Journal Atmospheric Chemistry and Physics
Volume (Issue) 17(17)
Page(s) 10753 - 10766
Title of proceedings Atmospheric Chemistry and Physics
DOI 10.5194/acp-17-10753-2017

Open Access

Type of Open Access Publisher (Gold Open Access)


Abstract. Fossil fuel CO 2 (CO 2ff ) is the major contributor of anthropogenic CO 2 in the atmosphere, and accurate quantification is essential to better understand the carbon cycle. Since October 2012, we have been continuously measuring the mixing ratios of CO, CO 2 , CH 4 , and H 2 O at five different heights at the Beromünster tall tower, Switzerland. Air samples for radiocarbon (Δ 14 CO 2 ) analysis have also been collected from the highest sampling inlet (212.5 m) of the tower on a biweekly basis. A correction was applied for 14 CO 2 emissions from nearby nuclear power plants (NPPs), which have been simulated with the Lagrangian transport model FLEXPART-COSMO. The 14 CO 2 emissions from NPPs offset the depletion in 14 C by fossil fuel emissions, resulting in an underestimation of the fossil fuel component in atmospheric CO 2 by about 16 %. An average observed ratio ( R CO ) of 13.4 ± 1.3 mmol mol −1 was calculated from the enhancements in CO mixing ratios relative to the clean-air reference site Jungfraujoch (ΔCO) and the radiocarbon-based fossil fuel CO 2 mole fractions.

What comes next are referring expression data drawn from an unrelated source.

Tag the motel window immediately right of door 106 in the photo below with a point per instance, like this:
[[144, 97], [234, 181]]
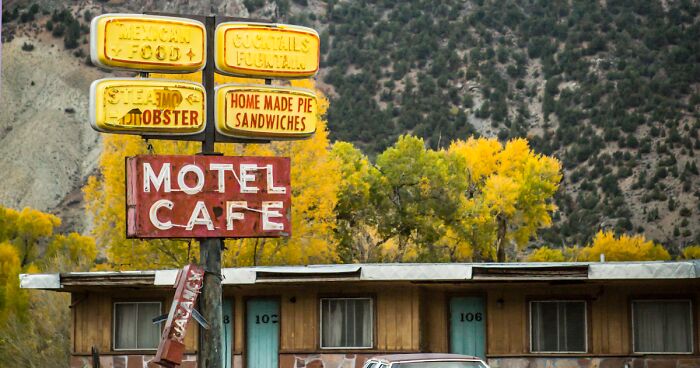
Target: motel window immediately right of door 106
[[558, 326]]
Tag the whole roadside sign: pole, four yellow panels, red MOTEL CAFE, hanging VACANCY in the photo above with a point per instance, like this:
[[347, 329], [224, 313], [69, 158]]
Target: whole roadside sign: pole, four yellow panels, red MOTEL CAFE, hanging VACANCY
[[173, 196]]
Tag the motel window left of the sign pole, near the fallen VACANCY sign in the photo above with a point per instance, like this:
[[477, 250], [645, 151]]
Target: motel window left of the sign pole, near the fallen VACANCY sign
[[133, 326]]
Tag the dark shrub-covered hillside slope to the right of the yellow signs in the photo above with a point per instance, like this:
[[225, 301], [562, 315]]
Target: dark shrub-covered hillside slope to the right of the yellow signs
[[611, 89]]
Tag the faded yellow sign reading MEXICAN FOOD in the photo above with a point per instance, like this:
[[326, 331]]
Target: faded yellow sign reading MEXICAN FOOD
[[147, 43]]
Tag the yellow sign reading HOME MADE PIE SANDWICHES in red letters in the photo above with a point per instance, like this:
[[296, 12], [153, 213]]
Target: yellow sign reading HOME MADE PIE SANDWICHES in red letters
[[265, 112]]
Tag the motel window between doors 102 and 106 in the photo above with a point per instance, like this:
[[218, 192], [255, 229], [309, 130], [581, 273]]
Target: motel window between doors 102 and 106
[[346, 323]]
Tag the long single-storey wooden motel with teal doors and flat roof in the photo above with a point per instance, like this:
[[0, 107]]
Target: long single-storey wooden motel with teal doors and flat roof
[[515, 315]]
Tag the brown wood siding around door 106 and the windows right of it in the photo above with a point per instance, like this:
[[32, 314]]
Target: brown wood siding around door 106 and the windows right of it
[[609, 331]]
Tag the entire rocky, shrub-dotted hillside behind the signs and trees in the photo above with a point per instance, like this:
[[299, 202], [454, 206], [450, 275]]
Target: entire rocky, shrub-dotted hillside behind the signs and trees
[[610, 87]]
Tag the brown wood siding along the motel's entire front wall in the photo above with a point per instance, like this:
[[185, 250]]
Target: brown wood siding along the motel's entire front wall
[[408, 317]]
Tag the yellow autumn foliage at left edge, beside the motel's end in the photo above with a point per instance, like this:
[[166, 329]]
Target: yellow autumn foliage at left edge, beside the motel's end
[[28, 244]]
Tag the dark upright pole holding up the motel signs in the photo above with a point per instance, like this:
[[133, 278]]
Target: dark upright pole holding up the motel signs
[[210, 354]]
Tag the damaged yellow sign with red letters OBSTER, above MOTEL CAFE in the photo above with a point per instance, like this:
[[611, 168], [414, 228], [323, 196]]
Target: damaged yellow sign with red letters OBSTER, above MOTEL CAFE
[[147, 106]]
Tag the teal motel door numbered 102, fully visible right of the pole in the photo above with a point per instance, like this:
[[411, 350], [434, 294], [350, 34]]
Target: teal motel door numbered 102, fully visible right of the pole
[[262, 333]]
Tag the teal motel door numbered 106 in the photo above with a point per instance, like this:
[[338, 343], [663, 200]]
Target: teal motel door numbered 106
[[468, 326]]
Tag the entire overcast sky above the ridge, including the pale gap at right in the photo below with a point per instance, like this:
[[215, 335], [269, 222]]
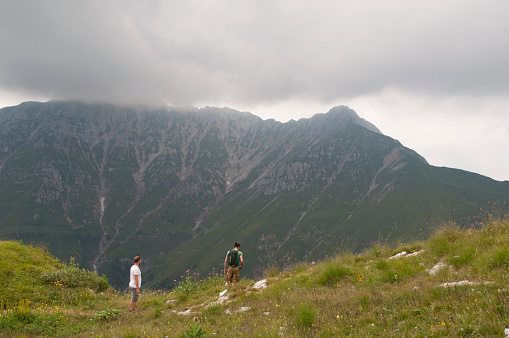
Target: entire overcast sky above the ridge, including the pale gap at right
[[432, 74]]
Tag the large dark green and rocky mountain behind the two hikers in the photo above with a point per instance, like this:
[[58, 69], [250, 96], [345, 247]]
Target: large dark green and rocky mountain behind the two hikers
[[103, 183]]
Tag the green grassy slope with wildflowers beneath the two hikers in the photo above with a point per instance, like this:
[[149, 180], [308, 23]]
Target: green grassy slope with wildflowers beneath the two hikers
[[359, 295]]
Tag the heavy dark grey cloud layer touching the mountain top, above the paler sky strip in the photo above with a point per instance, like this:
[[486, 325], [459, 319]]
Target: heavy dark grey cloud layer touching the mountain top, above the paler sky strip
[[252, 52]]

The wintertime R CO estimate of 12.5 ± 3.3 is about 30 % higher than the wintertime ratio between in situ measured CO and CO 2 enhancements at Beromünster over the Jungfraujoch background (8.7 mmol mol −1 ) corrected for non-fossil contributions due to strong biospheric contribution despite the strong correlation between ΔCO and ΔCO 2 in winter. By combining the ratio derived using the radiocarbon measurements and the in situ measured CO mixing ratios, a high-resolution time series of CO 2ff was calculated exhibiting a clear seasonality driven by seasonal variability in emissions and vertical mixing. By subtracting the fossil fuel component and the large-scale background, we have determined the regional biospheric CO 2 component that is characterized by seasonal variations ranging between −15 and +30 ppm. A pronounced diurnal variation was observed during summer modulated by biospheric exchange and vertical mixing, while no consistent pattern was found during winter.